Temos menos leitos psiquiátricos do que países como a Itália, que promoveram verdadeira guerra contra a internação para o
doente mental.
Não houve a apropriada ampliação da rede de assistência psiquiátrica ao dependente químico. Foram criados em todo o país
cerca de 80 centros de tratamento, a maioria deles com profissionais com pouco treinamento e baixo número de atendimentos.
Saímos de uma assistência baseada no hospital de péssima qualidade e fomos para uma assistência ambulatorial ridiculamente
insuficiente e de péssima qualidade. A única possibilidade de tratamento por internação são as comunidades terapêuticas que
não recebem dinheiro do SUS.
Desconsidera-se que as pessoas que ficam dependentes de alguma substância padecem de uma doença chamada dependência química.
Essa doença provoca imenso sofrimento a milhões de brasileiros, que acabam tendo como opção de tratamento os grupos de auto-ajuda,
como Alcoólicos Anônimos e Amor Exigente, entre outros.

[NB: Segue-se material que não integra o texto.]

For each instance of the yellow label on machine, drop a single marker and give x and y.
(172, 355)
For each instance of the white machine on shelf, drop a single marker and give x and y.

Como exemplo, o Amor Exigente possui mais de mil grupos espalhados
pelo Brasil que atendem 80 mil famílias por semana -sem receber nenhum incentivo do governo.
Para que a esperança deixe de ser um sentimento ingênuo e passe a ser uma resposta de uma sociedade democrática e amadurecida,
precisamos: 1) de um Ministério da Saúde com compromisso com a saúde pública na área de álcool e drogas; 2) de um plano preventivo
de longo prazo com fonte clara de financiamento compatível com a dimensão do problema; 3) que as ações preventivas sejam baseadas
em evidências científicas, e não na visão ideológica do ministério; e 4) que seja um direito de toda família brasileira que
tenha algum dependente químico receber as melhores orientações e tratamento disponível.
RONALDO LARANJEIRA, 49, doutor em psiquiatria pela Universidade de Londres, é professor de psiquiatria e coordenador
da Unidade de Pesquisa em Álcool e Drogas da Unifesp (Universidade Federal de São Paulo).